Sunday, July 31, 2011

Favourite Novelists: GK Chesterton and What He Taught Me


This is a difficult one, because there is so much to learn from GK Chesterton. What about the part in Heretics where he gave a tightly-reasoned argument for the fact that bigots are those without clear beliefs? What about the part in The Napoleon of Notting Hill where he made a strong case for religious wars as the only defensible kind of war there is?
There are just two things I’d like to focus on for now, though. I still vividly remember the first time I read a GK Chesterton novel. It was The Napoleon of Notting Hill, and it began, “The human race, to which so many of my readers belong…”

 
I had not been expecting that sentence. It caught me completely by surprise. Chesterton took it for granted that the world was bigger and friendlier than the human race.
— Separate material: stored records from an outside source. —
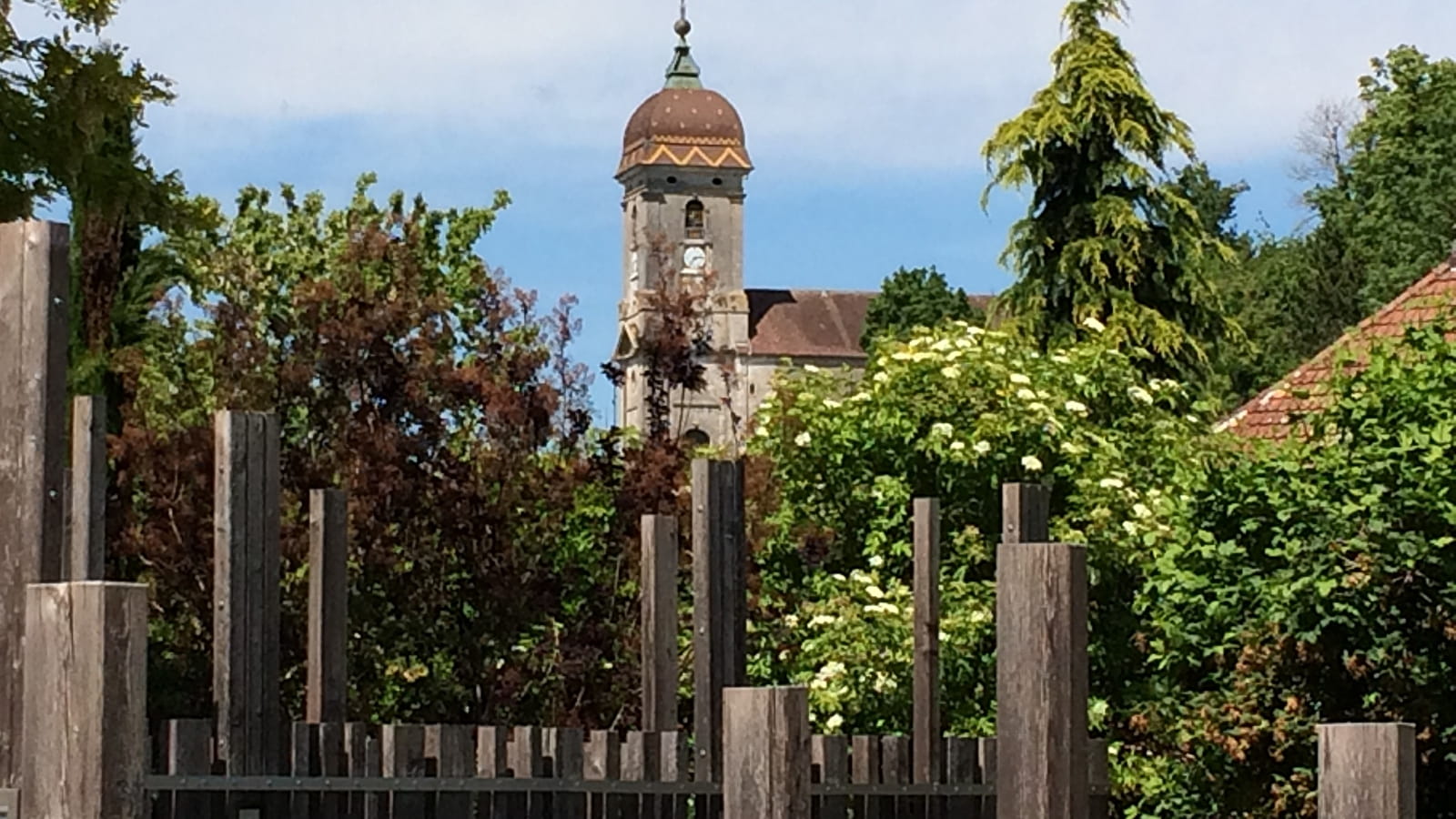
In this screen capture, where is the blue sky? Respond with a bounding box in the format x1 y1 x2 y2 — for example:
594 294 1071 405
19 0 1456 417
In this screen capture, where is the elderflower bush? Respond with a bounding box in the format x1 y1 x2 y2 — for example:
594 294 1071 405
750 322 1207 732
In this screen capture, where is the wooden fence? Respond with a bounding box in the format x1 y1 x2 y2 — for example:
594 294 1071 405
148 720 1107 819
0 221 1415 819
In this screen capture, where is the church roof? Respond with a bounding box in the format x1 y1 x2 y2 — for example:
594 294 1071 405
617 19 753 177
744 288 990 360
1218 258 1456 440
744 290 875 359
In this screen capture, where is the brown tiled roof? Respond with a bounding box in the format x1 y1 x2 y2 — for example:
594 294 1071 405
1218 261 1456 440
617 87 753 175
744 290 990 359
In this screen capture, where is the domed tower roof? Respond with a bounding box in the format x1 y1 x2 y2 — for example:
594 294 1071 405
617 17 753 177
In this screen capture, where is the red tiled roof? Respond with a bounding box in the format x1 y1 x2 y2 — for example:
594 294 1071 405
1218 261 1456 440
744 290 990 359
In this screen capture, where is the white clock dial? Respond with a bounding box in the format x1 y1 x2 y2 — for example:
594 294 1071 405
682 248 708 269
That “there are more things in heaven and earth than are dreamed of in your philosophy.” A large part of Chesterton’s stylistic genius was this constant prompting that life is both stranger and more wonderful than we think it is. The colours in his writing are always violent and vivid. The gestures and words of his characters have a barely-restrained grandeur. And above all, his stories take place against a backdrop of nature that scarcely conceals the underlying reality of the world—God. Everything his characters do has theological weight. Nothing in creation is taken for granted. A street might stop deciding to go to St Pancras Station and decide to go to Heaven – for justice – instead. An apple-tree at any moment might stop producing apples and start producing tigers. And water flows downhill because it is bewitched. At any moment the spell might break and the precious, fragile order of creation might devolve into chaos. The only thing which prevents this happening is the hand of God holding all things together.
Chesterton’s writing is full of wonder at things we take for granted. It reminds us what a strange world we live in, and how we should give thanks for it; it reminds us how amazing it is that every blade of grass is green, and prompts us into a life of service and obedience as the only way of giving thanks.
The second thing I learned from Chesterton is that it is possible—no, necessary—to believe and hope and fight evil with all our hearts and strength…without ever becoming shrill about it. Chesterton’s heroes fight for what they believe. They believe they are right. They believe the enemy is wicked, so wicked as to destroy the very souls of men. They will die or even kill to defeat the enemy.
Chesterton’s heroes are not limp-wristed and compromising. They fight. But they do it without being shrill or embittered. They face evil with high spirits. With laughter. They are steadfast and deadly serious, but their joy bubbles over all the time. They do not take offense. They do not groan and complain.
The medieval historian Montaigne tells a story of the Hundred Years’ War. Edward the Black Prince had consigned the citizens of a certain city to be slain without mercy. He left, ignoring the screams of the women and aged as they grovelled for mercy. But then as he went on he came across three French knights—still fighting, even though the battle was long over and they were vastly outnumbered. The knights didn’t care about the battle being lost—their aim was to defy the English as long as they still had two legs and a strong right hand, and that’s what they were doing. Moved by their bravery, the Black Prince granted quarter first to them and then to the whole town…what was left of it.
This is the kind of bravery that GK Chesterton’s heroes show. Bravery in the face of overwhelming odds, bravery that even wins the respect of enemies. No complaints—just actions. It’s the medieval ideal of chivalry CS Lewis spoke of in The Last Battle: gentle words or hard knocks as the only language of a true knight.
I know it’s hard when people attack you, to remain both gracious and uncompromising. I know it’s hard when everyone seems to be compromising, when everything seems to be getting worse. And that’s why we all need Chesterton. We need to face evil with fearless laughter, with mockery, with an unshakeable joy; not with groans of distress or shrill cries of paranoia.
I think this is an incredibly important lesson to learn. It’s not good always to be serious and dull. Even less is it good to give in to despair. I know a lot of conservatives whom I respect very much, who are making titanic efforts to combat evil in society. But I wish I could see more joy in their lives. More laughter. More…more swashbuckling, and I mean in outlook not in actually challenging Hugh Hefner to a duel, although that is something I’d give most of my body parts to witness.
It may seem cheeky for me, a very young person, to be saying this. But you know that it’s the joy of the Lord that is our strength. And for what that looks like, GK Chesterton is a great example.

2 comments:

Helen said...

Never read anything by him. Now I'm interested.

Suzannah said...

I highly recommend it, Helen. Chesterton is wonderful.